Important and unexpected article from Crain’s Detroit Business on Michigan’s shortage of automotive engineers. That’s right, shortage! Conventional wisdom is that we have a big competitive advantage in engineers. The story is we have a surplus, the country has a shortage. Apparently not. Or at least not in engineers with skills in electric vehicles engineering. Supposedly the growth engine of the Michigan economy.
The story is entitled: Electric-drive powertrain suppliers face shortage of engineering talent. It is the same basic story we have been writing about for years. Jobs available, not enough folks with the right skills to fill them. Coming out of the Great Recession this is going to be a reality in lots of industries. The post recession jobs will be increasingly knowledege-based. We don’t have enough folks with competitive skills, so there will be more jobs available than people with the skills to fill them.
The Crain’s story ends with the predictable bottom line: can’t find talent here, companies will go elsewhere. As they write: Oliver Hazimeh, head of the e-mobility practice at consultant Waltham, Mass.-based PRTM, says Detroit-area suppliers and automakers face a challenge in persuading engineers to relocate. They may have to consider satellite engineering centers in places like Silicon Valley, he says:”The solution may be to go where the resources are.”
More evidence that in a knowledge-based economy it is talent that is the asset that matters most.
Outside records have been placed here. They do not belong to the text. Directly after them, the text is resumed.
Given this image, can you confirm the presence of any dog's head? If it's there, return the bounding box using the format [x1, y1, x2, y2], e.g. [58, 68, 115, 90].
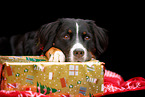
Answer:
[38, 18, 108, 61]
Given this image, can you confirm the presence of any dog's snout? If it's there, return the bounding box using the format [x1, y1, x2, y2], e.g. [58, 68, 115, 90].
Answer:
[73, 48, 84, 57]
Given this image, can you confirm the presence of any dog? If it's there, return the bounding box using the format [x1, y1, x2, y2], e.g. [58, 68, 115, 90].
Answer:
[0, 18, 108, 62]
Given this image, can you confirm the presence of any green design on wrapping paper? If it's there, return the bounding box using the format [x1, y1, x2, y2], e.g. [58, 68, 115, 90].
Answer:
[26, 57, 46, 62]
[37, 82, 57, 95]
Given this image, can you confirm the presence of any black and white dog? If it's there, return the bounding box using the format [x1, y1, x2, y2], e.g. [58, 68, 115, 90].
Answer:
[0, 18, 108, 62]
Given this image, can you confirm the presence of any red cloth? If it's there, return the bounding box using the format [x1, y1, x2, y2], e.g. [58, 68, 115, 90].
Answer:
[0, 70, 145, 97]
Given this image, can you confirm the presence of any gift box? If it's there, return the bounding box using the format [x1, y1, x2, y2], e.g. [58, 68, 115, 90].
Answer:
[0, 56, 104, 96]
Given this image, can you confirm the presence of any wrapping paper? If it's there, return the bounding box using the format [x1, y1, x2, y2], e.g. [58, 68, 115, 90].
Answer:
[0, 58, 145, 97]
[1, 56, 104, 97]
[0, 70, 145, 97]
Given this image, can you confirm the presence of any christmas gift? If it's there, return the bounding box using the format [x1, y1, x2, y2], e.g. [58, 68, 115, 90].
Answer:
[0, 56, 104, 97]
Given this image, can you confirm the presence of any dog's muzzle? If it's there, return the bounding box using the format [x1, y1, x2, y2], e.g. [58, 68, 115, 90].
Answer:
[70, 43, 87, 62]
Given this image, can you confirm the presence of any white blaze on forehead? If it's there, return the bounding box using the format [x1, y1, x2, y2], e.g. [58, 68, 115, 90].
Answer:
[70, 23, 87, 61]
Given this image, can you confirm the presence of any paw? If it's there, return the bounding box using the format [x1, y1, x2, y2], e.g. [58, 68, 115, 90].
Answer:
[45, 47, 65, 62]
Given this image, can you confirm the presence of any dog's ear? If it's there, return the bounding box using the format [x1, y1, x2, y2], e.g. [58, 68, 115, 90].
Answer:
[38, 20, 60, 53]
[87, 20, 108, 58]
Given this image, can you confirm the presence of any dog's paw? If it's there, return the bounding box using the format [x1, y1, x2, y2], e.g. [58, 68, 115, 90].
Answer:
[45, 47, 65, 62]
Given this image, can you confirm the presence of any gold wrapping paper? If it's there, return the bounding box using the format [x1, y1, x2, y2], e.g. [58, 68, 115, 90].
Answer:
[0, 56, 104, 96]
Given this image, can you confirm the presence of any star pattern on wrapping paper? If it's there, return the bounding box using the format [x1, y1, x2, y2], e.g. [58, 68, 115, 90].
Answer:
[69, 84, 73, 88]
[24, 68, 28, 72]
[77, 80, 82, 84]
[16, 73, 20, 77]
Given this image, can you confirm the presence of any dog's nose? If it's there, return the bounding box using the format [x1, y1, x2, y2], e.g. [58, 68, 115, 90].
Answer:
[73, 48, 84, 57]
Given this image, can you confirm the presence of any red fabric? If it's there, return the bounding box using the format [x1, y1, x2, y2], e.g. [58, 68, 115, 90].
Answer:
[0, 70, 145, 97]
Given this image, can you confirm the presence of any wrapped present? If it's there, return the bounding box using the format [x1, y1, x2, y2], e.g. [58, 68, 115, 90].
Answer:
[0, 56, 104, 97]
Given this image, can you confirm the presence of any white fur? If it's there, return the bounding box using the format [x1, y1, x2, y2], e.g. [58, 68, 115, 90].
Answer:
[49, 51, 65, 62]
[70, 23, 87, 61]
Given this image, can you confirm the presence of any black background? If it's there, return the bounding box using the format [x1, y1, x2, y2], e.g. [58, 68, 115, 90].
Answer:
[0, 2, 145, 80]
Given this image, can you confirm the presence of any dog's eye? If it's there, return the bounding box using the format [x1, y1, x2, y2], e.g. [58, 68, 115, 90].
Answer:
[84, 36, 90, 40]
[63, 34, 70, 40]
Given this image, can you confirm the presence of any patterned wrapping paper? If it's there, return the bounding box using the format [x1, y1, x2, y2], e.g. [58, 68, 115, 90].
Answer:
[0, 57, 104, 96]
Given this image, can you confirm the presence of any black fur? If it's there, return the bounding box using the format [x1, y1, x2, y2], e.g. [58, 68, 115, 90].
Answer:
[0, 18, 108, 61]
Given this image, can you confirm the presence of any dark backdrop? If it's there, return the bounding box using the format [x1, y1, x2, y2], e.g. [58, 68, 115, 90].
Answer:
[0, 5, 145, 80]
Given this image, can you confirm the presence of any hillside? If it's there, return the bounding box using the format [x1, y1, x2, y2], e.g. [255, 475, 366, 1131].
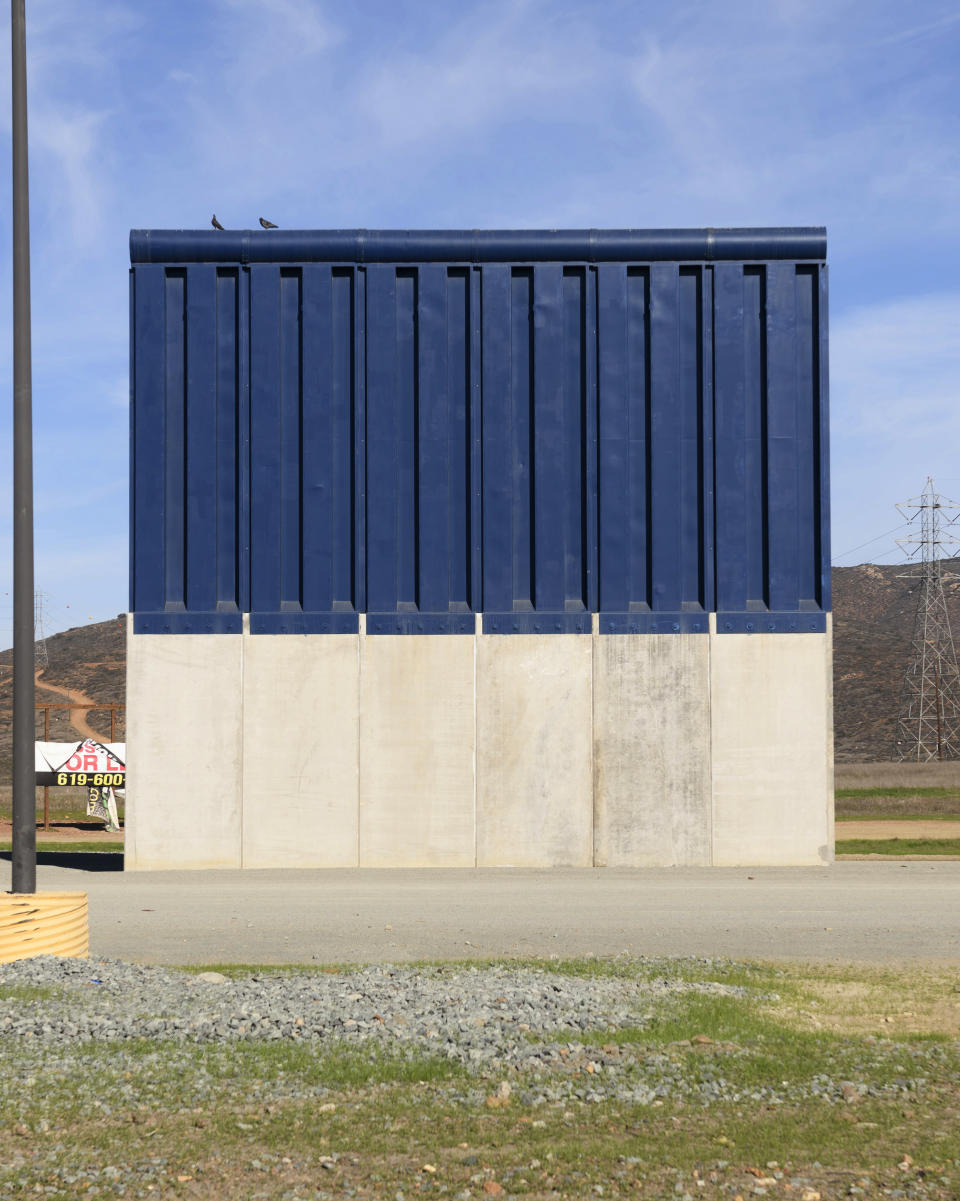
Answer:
[0, 563, 960, 781]
[0, 616, 126, 783]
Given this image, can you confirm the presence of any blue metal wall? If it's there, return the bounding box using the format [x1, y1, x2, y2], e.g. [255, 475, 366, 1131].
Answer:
[131, 229, 830, 634]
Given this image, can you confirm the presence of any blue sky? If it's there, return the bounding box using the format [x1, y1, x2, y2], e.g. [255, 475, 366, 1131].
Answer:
[0, 0, 960, 646]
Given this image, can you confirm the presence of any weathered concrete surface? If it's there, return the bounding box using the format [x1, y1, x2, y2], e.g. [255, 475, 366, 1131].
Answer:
[359, 634, 476, 867]
[243, 634, 359, 867]
[9, 860, 960, 964]
[477, 634, 594, 867]
[710, 634, 834, 865]
[126, 626, 242, 871]
[594, 634, 711, 867]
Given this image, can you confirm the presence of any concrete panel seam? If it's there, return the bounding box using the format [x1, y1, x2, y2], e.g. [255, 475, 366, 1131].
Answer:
[354, 629, 366, 867]
[239, 629, 243, 867]
[590, 629, 600, 867]
[706, 613, 716, 867]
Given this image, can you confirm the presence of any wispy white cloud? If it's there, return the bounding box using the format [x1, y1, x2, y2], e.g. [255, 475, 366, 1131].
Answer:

It is both the most important asset and also the one in the shortest supply. So increasingly enterprises will move to where the talent is, not workers to the jobs. And the places they will move to our places like Silicon Valley – talent rich – not places with low taxes and weak unions that we are warned about constantly. If it can happen in an industry where we are dominant like autos, believe me it can happen in any industry.